Marion : Je suis partie un mois en workshop au Danemark pour faire le story-board. J’ai commencé à dessiner en décembre. En ce moment, je suis en train de l’animer, j’ai déjà six minutes sur une durée totale de 7 minutes. Le film s’appelle Shanti, qui signifie « patience » en tibétain. C’est l’histoire de trois enfants qui sont un peu dans leur monde. On a voulu montrer la magie ordinaire, montrer qu’elle peut arriver à n’importe quel moment et comment faire pour la gérer. Un des trois enfants va vivre ce moment et va essayer de voler. Parler des enfants, c’est quelque chose qui nous tient à cœur. L’innocence, la curiosité, ce sont des thèmes qui nous intéressent. Deux choses nous ont inspirés : un morceau de musique, Révélation de Dave Holland, ainsi que Dharma et créativité un livre de Chögyam Trungpa (un des maîtres tibétains contemporains qui a joué un très grand rôle dans la transmission du Bouddhisme) qui parle de la magie ordinaire et de la patience qu’il faut avoir. Tout a commencé il y a un an, avec un petit dessin animé de rien du tout que j’avais fait pour Romain, quand il était à l’hôpital, pour l’aider à traverser ce moment.
Comment voyez vous le court métrage d’animation en général ? Cela vous semble t-il une bonne carte de visite pour l’avenir ou un véritable espace de création ?
Romain : Je sais que c’est un a priori et que certains y arrivent, mais moi j’ai du mal à imaginer qu’on puisse vivre uniquement du court métrage. Ce qui est intéressant, c’est que le court métrage est quelque chose de concret et permet plein de choses. Si on peut en vivre, tant mieux ! Le problème c’est la visibilité. La diffusion est un peu bloquée, et le seul endroit où on peut les voir, c’est les festivals et les associations. Ça reste quelque chose d’un peu confidentiel, un truc d’aficionados.
Marion : Le court métrage d’animation, ça nous permet de faire ce qu’on aime. C’est un espace où dessin et musique trouvent tout leur sens. Mais Noamir, c’est aussi des clips, des concerts jazz où j’improvise des dessins en direct, des pochettes d’album …. On a aussi envie de faire des choses différentes, de travailler sur des projets d’autres personnes
Romain : On travaille en ce moment avec un chanteur français, Brazùk, pour les arrangements et l’univers graphique.
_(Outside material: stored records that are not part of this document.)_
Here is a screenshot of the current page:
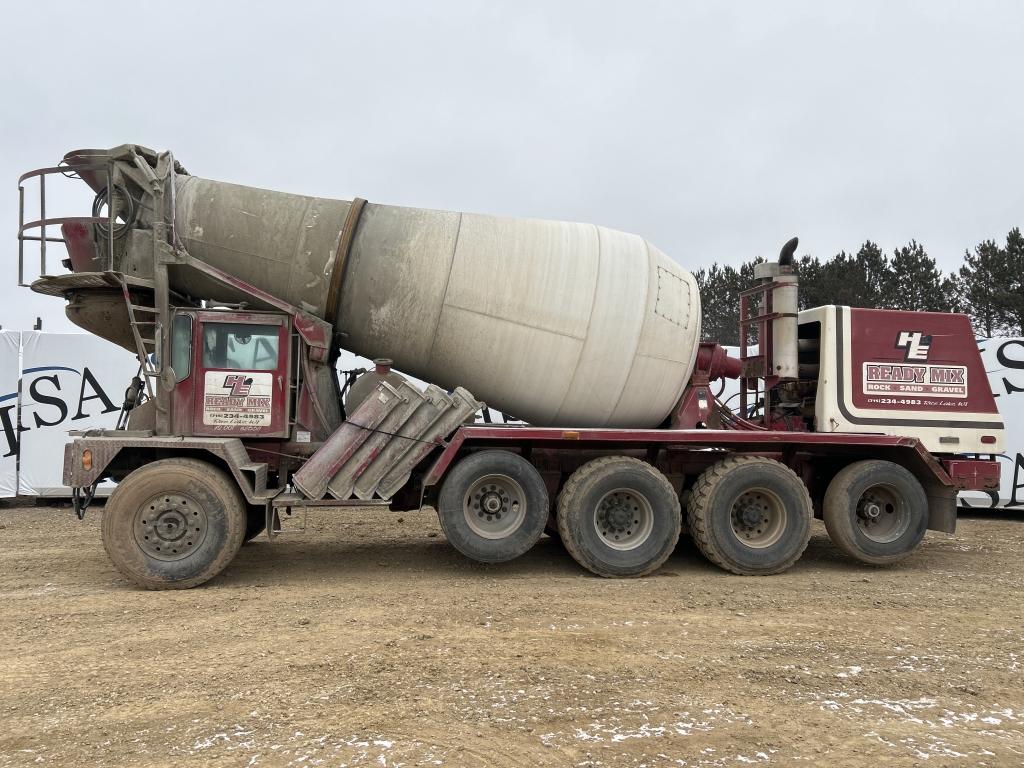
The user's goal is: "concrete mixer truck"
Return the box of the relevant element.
[18,144,1002,589]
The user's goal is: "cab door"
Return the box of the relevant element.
[191,311,291,437]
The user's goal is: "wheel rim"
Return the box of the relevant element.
[732,488,786,549]
[134,494,210,560]
[857,485,910,544]
[594,488,654,550]
[463,474,526,539]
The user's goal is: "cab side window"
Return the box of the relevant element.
[202,323,280,371]
[171,314,191,382]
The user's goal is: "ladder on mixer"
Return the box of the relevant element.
[121,278,160,398]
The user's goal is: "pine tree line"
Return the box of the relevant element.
[693,227,1024,344]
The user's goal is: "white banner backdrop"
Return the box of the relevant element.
[961,339,1024,508]
[0,331,22,499]
[17,331,138,496]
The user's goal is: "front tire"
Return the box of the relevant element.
[823,460,928,565]
[687,456,813,575]
[100,459,247,590]
[437,451,550,563]
[558,456,681,578]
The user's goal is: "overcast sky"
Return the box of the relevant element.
[0,0,1024,331]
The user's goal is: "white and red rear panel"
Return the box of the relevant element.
[800,306,1004,454]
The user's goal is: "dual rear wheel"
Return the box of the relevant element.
[437,451,680,577]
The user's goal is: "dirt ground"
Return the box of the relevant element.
[0,507,1024,767]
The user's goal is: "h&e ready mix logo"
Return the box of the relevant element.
[863,331,967,398]
[223,374,253,397]
[203,371,273,431]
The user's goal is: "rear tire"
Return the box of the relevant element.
[101,459,246,590]
[437,451,550,563]
[823,460,928,565]
[558,456,681,579]
[687,456,812,575]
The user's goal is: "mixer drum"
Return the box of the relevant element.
[176,175,700,427]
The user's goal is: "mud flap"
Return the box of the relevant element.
[925,484,956,534]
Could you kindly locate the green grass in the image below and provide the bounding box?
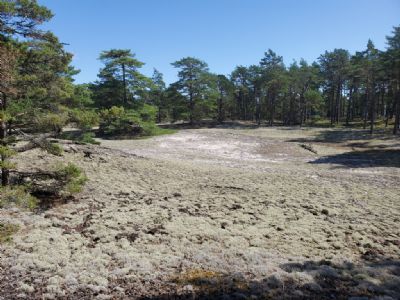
[0,223,19,244]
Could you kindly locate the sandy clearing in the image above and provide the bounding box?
[0,128,400,298]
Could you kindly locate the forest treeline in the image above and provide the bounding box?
[87,31,400,133]
[0,0,400,190]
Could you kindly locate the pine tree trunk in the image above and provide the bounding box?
[369,91,375,134]
[122,64,128,104]
[0,93,10,186]
[393,82,400,134]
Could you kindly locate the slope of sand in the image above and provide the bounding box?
[0,128,400,299]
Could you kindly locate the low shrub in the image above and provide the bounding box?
[99,104,175,137]
[0,186,38,210]
[0,223,19,244]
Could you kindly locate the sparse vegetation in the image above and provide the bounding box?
[0,0,400,300]
[0,223,19,245]
[0,186,38,210]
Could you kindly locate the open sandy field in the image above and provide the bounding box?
[0,126,400,299]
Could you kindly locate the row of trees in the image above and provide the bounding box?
[0,0,400,192]
[0,0,90,192]
[84,27,400,133]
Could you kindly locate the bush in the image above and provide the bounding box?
[99,106,140,135]
[99,104,170,136]
[0,186,38,210]
[0,223,19,244]
[35,112,68,133]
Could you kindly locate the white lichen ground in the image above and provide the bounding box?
[0,128,400,299]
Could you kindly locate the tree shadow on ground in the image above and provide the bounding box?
[310,149,400,168]
[132,255,400,300]
[290,129,400,143]
[158,120,260,129]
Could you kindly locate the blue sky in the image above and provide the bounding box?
[38,0,400,83]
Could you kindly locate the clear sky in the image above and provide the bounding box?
[38,0,400,83]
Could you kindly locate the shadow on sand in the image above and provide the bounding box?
[310,149,400,168]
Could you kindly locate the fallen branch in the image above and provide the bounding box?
[299,144,318,154]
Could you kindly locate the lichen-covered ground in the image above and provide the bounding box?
[0,126,400,299]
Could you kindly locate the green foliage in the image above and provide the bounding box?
[0,223,19,244]
[99,104,170,136]
[35,112,68,133]
[70,109,99,131]
[0,186,38,210]
[99,106,136,135]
Le clip, c’est vraiment un espace qui laisse beaucoup de liberté. Quand on voit ceux de Björk par exemple, ce sont des œuvres artistiques à part entière. On a beaucoup de projets de clips pour l’instant. Mais là encore, est-ce que le clip n’est pas aussi du court métrage ?
#1 part à Cannes. Pour un exercice de deuxième année, j’imagine que ça a dû être une surprise pour vous ?
Marion : Le film a été proposé par La Cambre et a été sélectionné pour la Cinéfondation. Quand on m’a contactée par téléphone, je croyais que c’était une blague d’un copain ! Quand tu commences à faire du cinéma, Cannes, c’est un truc un peu….enfin, c’est quelque chose que tu imagines un peu plus tard quand même !
Romain : Même beaucoup plus tard… même jamais ! Pffff, mais c’est génial !
Marion : Oui, pour les contacts, les rencontres…le champagne !
Romain : Même s’il ne se passe rien, qu’on ne rencontre personne, on va quand même s’y croire pendant quatre jours. C’est incroyable ! On ne pense même pas à un prix ! Pour nous, aller là-bas, c’est déjà suffisant ! On s’est amusé à regarder sur Internet un petit film sur les 60 ans de Cannes, et tu vois mais…. tout le monde… ils sont tous là, les monstres du cinéma !!!!! Maintenant, il nous reste deux choses à faire : des cartes de visite, et acheter un smoking chez Tati.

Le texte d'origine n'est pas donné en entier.